London, June 17, 2026, 11:02 BST
- National Grid shares fell about 1.2% in London after a stronger Tuesday close.
- Berenberg lifted its target price but kept a neutral stance; BofA stayed positive on the investment case.
- Investors are weighing the utility’s £70 billion grid plan, dividend timetable and RIIO-T3 regulatory returns.
National Grid shares fell in London on Wednesday, giving back part of the previous session’s gain as the broader UK market edged lower and investors weighed fresh broker support against the cost of the company’s heavy investment programme.
The stock was down 1.23% at about 1,209 pence by 10:46 BST, while the FTSE 100 slipped 0.11%, according to Barclays price data delayed by at least 15 minutes. The move followed a 1.24% rise on Tuesday, when National Grid closed at £12.24 and outperformed a 0.61% gain in the FTSE 100. Barclays Smart Investor
The pullback matters because National Grid is being priced less as a slow utility bond proxy and more as a large regulated infrastructure builder. Its appeal now rests on whether regulators allow enough return on new grid spending to offset higher debt, construction risk and the pressure of dividend commitments.
Broker activity has kept the stock in focus. Berenberg analyst Andrew Fisher kept a Neutral rating on National Grid on Tuesday but raised the target price to 1,350 pence from 1,300 pence, according to MarketScreener. A day earlier, BofA kept a Buy rating, citing the group’s investment pipeline and improved regulatory visibility, though it cut its price objective. MarketScreener
That visibility is tied to RIIO-T3, Ofgem’s price-control regime for electricity and gas transmission networks that runs from 2026 to 2031. Price controls decide how much revenue network companies can earn, while using incentives and output targets to push investment, reliability and service standards.

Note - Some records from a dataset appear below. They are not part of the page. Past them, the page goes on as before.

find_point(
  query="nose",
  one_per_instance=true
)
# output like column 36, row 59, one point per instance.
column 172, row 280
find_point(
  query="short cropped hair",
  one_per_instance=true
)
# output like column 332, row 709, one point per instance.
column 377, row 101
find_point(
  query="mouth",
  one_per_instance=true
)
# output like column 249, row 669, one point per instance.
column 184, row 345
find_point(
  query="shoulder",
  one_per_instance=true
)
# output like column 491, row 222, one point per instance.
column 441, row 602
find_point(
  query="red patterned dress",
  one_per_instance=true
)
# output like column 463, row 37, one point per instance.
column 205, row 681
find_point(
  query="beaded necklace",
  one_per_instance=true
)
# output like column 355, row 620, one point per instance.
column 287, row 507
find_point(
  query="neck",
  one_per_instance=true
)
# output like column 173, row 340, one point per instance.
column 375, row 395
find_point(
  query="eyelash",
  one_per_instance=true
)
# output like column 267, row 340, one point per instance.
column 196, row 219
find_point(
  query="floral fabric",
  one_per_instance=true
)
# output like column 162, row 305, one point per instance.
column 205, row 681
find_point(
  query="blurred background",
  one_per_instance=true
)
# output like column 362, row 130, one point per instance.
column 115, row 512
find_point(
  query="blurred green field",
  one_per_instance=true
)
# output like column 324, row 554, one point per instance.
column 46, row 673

National Grid has said the RIIO-T3 framework for its UK electricity transmission arm includes a real allowed cost of equity of 6.12% at 60% gearing, a key measure of the return regulators permit shareholders to earn on funded network assets. Rival SSE’s transmission business has also accepted Ofgem’s RIIO-T3 final determination, making the framework a sector-wide test for UK grid investment returns. Nationalgrid
The company is trying to sell that spending as growth, not just obligation. Chief Executive Zoë Yujnovich said in May that National Grid was starting the “largest investment programme” in its history, with at least £70 billion planned over five years across the UK and the U.S. Northeast. The company reported underlying earnings per share — profit per share adjusted for certain one-off items — of 78.0p for the year to March 31 and record capital investment of £11.6 billion.
There is a near-term shareholder date too. National Grid set the scrip dividend reference price for its 2025/26 final dividend at 1,197.70p per ordinary share, with ordinary shareholders facing a June 18 election deadline and the 32.14p final dividend due to be paid on July 23. A scrip dividend lets investors take new shares instead of cash.
Peers were also softer, suggesting the move was not only stock-specific. SSE was down 0.93% in delayed trading, according to Hargreaves Lansdown, while Barclays data showed National Grid’s broader UK index backdrop weaker in mid-morning dealing.
The risk is execution. National Grid has regulatory cover for much of its plan, but higher financing costs, storm costs in its U.S. operations, construction delays or tougher-than-expected regulator decisions could narrow returns. Reuters reported last month that the company missed annual profit expectations after higher U.S. storm-repair costs, even as it reaffirmed its 2027 earnings-growth forecast.